The third volume of Burton's 'Supplemental Nights' is one of the most interesting of the whole lot. It contains eight principal and four subordinate stories of Galland's 'Contes Arabes,' which are not included in the Calcutta, Boulak, or Breslau editions of the 'Nights.' For many years the sources from which Galland procured these tales were unknown. Some said that he invented them himself. Others conjectured that he got them from the story-tellers in Constantinople and other places in the East. But in A.D. 1886 Mr. H. Zotenberg, the keeper of Eastern Manuscripts in the Bibliothèque Nationale at Paris, obtained a manuscript copy of the "Nights," which contained the Arabic originals of the stories of "Zayn Al Asnam," and of "Aladdin," two of Galland's best stories. This was a very valuable acquisition, for it sets at rest the doubts that had always been expressed about the origin of these two tales, and also leads to the supposition that the Arabic originals of the other stories will also turn up some day.

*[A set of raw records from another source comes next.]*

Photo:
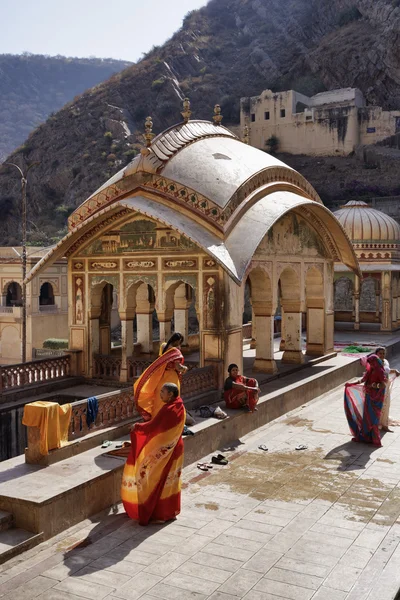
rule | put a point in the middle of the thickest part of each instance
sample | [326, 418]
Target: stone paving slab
[317, 524]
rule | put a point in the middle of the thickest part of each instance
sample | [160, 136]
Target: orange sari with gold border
[151, 482]
[146, 391]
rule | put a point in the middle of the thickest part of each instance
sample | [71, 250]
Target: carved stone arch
[343, 290]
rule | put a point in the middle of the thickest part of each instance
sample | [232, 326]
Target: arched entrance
[315, 306]
[291, 308]
[263, 311]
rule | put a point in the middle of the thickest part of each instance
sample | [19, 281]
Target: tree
[272, 144]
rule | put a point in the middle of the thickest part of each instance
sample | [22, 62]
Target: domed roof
[365, 224]
[200, 180]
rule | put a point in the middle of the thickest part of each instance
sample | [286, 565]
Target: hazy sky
[104, 28]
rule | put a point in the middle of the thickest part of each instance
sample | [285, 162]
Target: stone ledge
[51, 499]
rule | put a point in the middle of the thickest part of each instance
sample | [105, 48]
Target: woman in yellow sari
[151, 482]
[167, 368]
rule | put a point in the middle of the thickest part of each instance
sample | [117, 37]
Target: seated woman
[151, 481]
[240, 391]
[363, 403]
[167, 368]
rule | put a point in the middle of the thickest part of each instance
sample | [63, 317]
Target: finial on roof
[186, 110]
[217, 118]
[246, 137]
[148, 126]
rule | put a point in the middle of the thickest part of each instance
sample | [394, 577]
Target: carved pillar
[293, 325]
[315, 344]
[356, 303]
[94, 341]
[164, 320]
[145, 303]
[182, 301]
[282, 342]
[253, 342]
[126, 342]
[264, 319]
[386, 301]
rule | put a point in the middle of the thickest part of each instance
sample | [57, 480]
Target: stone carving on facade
[209, 263]
[54, 282]
[104, 278]
[180, 263]
[139, 264]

Of these eight principal and four subordinate stories of Galland, those of "Aladdin; or, The Wonderful Lamp," and of "Ali Baba and the Forty Thieves," have ever been most popular tales, and have been appreciated by many generations from the time that Galland first introduced them to Europe. But some of the other stories are equally good, and all are worth reading, as Burton has not only taken Galland as a guide, but has also adapted his own translation from the Hindustani version of the Gallandian tales, prepared by one Totárám Shayán, whose texts of the "Nights," along with those of others, are fully discussed. By this method Burton endeavoured to preserve the Oriental flavour of the work itself, without introducing too much French sauce.

After the discovery of the Arabic original of the stories of "Zayn Al-Asnam" and "Aladdin," Payne recognized its importance, and published his translation of these two tales in a separate volume in 1889, which forms a sort of appendix to his previously issued twelve volumes. This thirteenth book contains also an interesting introduction, giving a résumé of Mr. Zotenberg's work, published at Paris in 1888, and which contains the Arab text of the story of Aladdin, along with an exhaustive notice of certain manuscripts of the "Thousand and One Nights," and of Galland's translation.

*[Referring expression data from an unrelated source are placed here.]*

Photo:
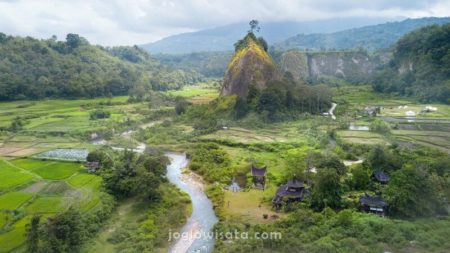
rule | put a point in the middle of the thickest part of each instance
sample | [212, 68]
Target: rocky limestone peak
[250, 65]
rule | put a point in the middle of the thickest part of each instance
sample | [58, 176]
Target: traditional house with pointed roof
[92, 166]
[381, 177]
[294, 190]
[259, 177]
[373, 204]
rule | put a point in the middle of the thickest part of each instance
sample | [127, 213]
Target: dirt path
[331, 111]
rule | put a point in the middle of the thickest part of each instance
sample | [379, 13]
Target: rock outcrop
[351, 66]
[250, 65]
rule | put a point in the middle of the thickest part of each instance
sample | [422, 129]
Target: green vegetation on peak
[251, 65]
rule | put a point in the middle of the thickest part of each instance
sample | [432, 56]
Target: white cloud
[117, 22]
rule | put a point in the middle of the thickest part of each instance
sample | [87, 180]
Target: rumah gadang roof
[381, 176]
[259, 172]
[295, 184]
[93, 165]
[293, 189]
[372, 201]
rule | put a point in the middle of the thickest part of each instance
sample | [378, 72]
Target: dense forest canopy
[36, 69]
[420, 66]
[370, 38]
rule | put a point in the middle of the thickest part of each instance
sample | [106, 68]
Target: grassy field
[14, 237]
[13, 200]
[11, 177]
[196, 94]
[56, 186]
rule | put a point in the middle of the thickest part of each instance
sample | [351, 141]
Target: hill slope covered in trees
[420, 66]
[368, 37]
[36, 69]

The fourth and fifth volumes of Burton's "Supplemental Nights" contain certain new stories from an Arabic manuscript of the "Nights" in seven volumes, brought to Europe by Edward Wortley Montague, Esq., and bought at the sale of his library by Dr. Joseph White, Professor of Hebrew and Arabic at Oxford, from whom it passed into the hands of Dr. Jonathan Scott, who sold it to the Bodleian Library, at Oxford, for fifty pounds.

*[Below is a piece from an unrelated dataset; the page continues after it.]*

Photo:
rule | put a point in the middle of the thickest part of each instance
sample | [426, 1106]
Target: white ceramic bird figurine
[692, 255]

Wortley Montague's manuscript contains many additional tales not included in the Calcutta, Boulak, or Breslau editions, and these additional stories Burton has now translated. It is uncertain how or where Wortley Montague obtained his copy of the 'Thousand and One Nights.' Dr. White had at one time intended to translate the whole lot, but this was never accomplished. Jonathan Scott did, however, translate some of the stories, which were published in the sixth volume of his 'Arabian Nights Entertainment' in A.D. 1811, but the work was badly and incompletely done. It has now been thoroughly revised and put into better form by Burton in these two volumes.

In Appendix I. to Volume V. there is a catalogue of the contents of the Wortley Montague MS., which is very interesting, as it contains not only a description of the manuscript itself, but also a complete list of the tales making up the "Thousand and One Nights," many of which are, of course, to be found in the "Nights" proper.

These two supplemental volumes contain 25 principal and 31 subordinate stories, or 56 in all. Some of them are very amusing, especially the tales of the Larrikins, while the whole add to our knowledge of this vast répertoire of tales from the East, which has been gradually brought to the notice of Europe during the last one hundred and eighty-five years.